Being handed over in May by Ferus Smit in Leer was the 10,500dwt offshore supply ship Symphony Provider – second in a pair of sophisticated ECOBOX DP2 long-range newbuildings. The Dutch-owned yard delivered sister Symphony Performer in December.

The latest newbuildings are driven propelled by two MAK 8M25 main engines and one MAK 6M25C generator for DP operations. Propulsion is from two ducted azimuthing 2,200kW Schottel 4000 SRPs aft and three1,200kW Schottel STT 5 bow thrusters forward.The DP system is Kongsberg K-Pos 21 DP 2.

Jan Vellenga at the yard told The Motorship the facility will build two more ships and that work will start in August on four 16,500dwt ships for Arklow.

The atest substantial prestige job at bulging specialist yard Fassmer is a new 74m survey, wreck location and research newbuilding for the Berlin Transport Ministry. The €113.8 million ship will have dual fuel LNG-diesel drive and be the world’s first ocean-going ship of its kind. Named Atair it will replace a current namesake and will be Germany’s most modern locally serving research ship. It will operate from early 2020 with the Federal Maritime and Hydrographic Agency (BSH) and boast a 3,100kW Wärtsilä main engine and two dual-fuel generators.
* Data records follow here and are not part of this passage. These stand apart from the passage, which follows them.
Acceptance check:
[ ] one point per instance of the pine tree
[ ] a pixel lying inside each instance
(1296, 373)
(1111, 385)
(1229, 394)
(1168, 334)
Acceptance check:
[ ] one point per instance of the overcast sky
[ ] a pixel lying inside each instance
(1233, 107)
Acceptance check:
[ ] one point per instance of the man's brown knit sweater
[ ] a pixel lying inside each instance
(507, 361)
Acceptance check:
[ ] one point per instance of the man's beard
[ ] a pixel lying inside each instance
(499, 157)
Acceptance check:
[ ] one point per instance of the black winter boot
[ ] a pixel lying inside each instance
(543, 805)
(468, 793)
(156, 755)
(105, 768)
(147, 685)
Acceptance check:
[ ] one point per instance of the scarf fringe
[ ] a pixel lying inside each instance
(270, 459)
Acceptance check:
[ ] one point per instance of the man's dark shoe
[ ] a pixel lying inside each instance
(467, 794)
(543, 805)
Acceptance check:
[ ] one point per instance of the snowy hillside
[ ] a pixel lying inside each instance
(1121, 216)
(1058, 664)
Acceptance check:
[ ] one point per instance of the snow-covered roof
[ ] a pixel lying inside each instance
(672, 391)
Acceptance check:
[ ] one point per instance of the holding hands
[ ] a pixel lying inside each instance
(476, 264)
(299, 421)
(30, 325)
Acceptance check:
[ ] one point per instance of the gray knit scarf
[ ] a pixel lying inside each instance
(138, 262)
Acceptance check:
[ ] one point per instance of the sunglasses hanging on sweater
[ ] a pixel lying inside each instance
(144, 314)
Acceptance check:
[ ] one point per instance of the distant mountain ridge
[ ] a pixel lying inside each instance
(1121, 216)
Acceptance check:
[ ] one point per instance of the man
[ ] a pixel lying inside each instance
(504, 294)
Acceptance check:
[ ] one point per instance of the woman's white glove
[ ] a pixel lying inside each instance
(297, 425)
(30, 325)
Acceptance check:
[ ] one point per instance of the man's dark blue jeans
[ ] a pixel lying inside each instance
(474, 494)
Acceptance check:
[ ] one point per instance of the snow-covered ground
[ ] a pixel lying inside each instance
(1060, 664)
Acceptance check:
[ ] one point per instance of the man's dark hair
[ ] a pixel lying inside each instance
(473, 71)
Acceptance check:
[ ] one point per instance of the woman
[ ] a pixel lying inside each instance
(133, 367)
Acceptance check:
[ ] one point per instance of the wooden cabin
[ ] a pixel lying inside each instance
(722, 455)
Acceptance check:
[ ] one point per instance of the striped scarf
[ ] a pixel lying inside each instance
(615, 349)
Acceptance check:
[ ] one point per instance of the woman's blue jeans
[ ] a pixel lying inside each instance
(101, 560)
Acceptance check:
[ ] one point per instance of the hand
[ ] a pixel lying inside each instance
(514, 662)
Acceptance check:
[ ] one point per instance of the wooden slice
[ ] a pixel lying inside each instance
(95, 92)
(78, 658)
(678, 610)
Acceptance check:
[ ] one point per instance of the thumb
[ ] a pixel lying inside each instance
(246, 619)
Finally, current specialist ship work is not restricted to newbuilding. Personnel from Elsflether Werft are using BREDO dock space for repairs lasting into 2018 on the German navy’s 81.2m sail training ship Gorch Fock 11. The cost is expected to be about €75 million and a navy spokesman told this correspondent the work on the three-masted barque included “the renewal of the biggest part of the external hull as well as the masts and the upper deck”.

There had been fears Berlin might baulk at the high cost of repairing the sailship and scrap it. However it is now planned to keep the 60 year old Gorch Fock sailing until 2030. “This will give the Navy sufficient time to plan a new sail training ship”, the spokesman said.